Je contemple parfois un verre d’alcool qui traîne, seule chez moi. Je le pose sur la table, et je m’assois en face de lui, je décompose sa formule, regarde le glaçon disparaître. Je ne bois pas. Je ne boirai plus. C’est peut-être pourtant ce qui me manque pour me permettre d’exploser, me détendre assez pour faire céder mes vannes, laisser la boue couler. J’ai voulu rester sobre pour ne plus jamais me perdre, pour verrouiller sous ma peau ces autres qui m’habitent quand l’alcool les libère, pour me protéger des hasards, des rencontres, de la danse et du rire, pour me prouver que je n’avais pas besoin de crier pour être entendue, de forcer ma chance pour être embrassée. Résultats mitigés. Je me suis enfermée au lieu de me protéger, réflexe primal de bête blessée, je ne sais pas boire à moitié, je n’aime dans le vin et les alcools que leurs degrés élevés, je veux mon ventre tendu de bière tiède, les reflux acides au parfum cerise. J’ai arrêté de boire, de fumer, de me droguer. Il ne me reste que la bouffe, je chasse le dragon sur les papiers gras et les desserts sucrés, c’est le high du pauvre, du simple, celui qui empêche simplement de penser, la défonce solitaire et honteuse de la boulimique plutôt que la descente festive normalisée du dimanche soir, restes de tequila et de mdma.

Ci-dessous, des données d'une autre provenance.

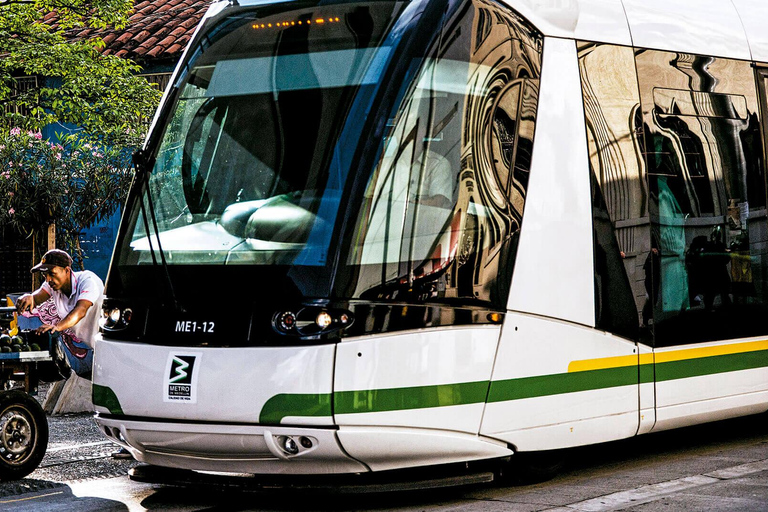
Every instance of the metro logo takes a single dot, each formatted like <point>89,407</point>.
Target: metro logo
<point>180,383</point>
<point>179,367</point>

Je voudrais arrêter de vouloir tout contrôler. Je voudrais faire confiance, au conducteur de bus, au métro, à ceux qui me proposent leur amitié, aux gens dans la rue, à ceux qui prétendent m’aimer. Pas la confiance naïve des imbéciles heureux, mais l’aisance confortable de ceux qui se supportent, ceux qui ont trouvé comment s’aimer.

5 réflexions sur « Alcool »

  1. Merci Daria de faire résonner le vide au fond de mon bide…. Tout ce que je pourrais écrire à ce sujet ne résonnerait pas plus que ce que je viens de lire. Comme quoi y’a peut-être encore quelque chose de vivant là-dedans. Trop morte ou trop vivante, comment savoir… Heureusement que la défonce est là pour éponger les essais de vie avortés.

  2. Le vide dont tu parles fait penser à celui que l’on retrouve dans les troubles de la personnalité de type border-line. Mais tu le sais peut-être déjà. Accroche-toi ça s’améliore avec le temps. L’arrêt de l’alcool me paraît une décision courageuse et difficile à tenir à notre époque.

  3. « La défonce solitaire et honteuse de la boulimique ».
    Pas pire que les défonces plus conventionnelles et surtout moins regardées de haut.
    J’aurais tendance à dire qu’il y a des phases, c’est peut-être un point bas en ce moment, mais ça peut remonter.
    Moi je m’aime, mais je ne fais toujours pas confiance à ceux qui disent m’aimer aussi. C’est le plus dur, la confiance.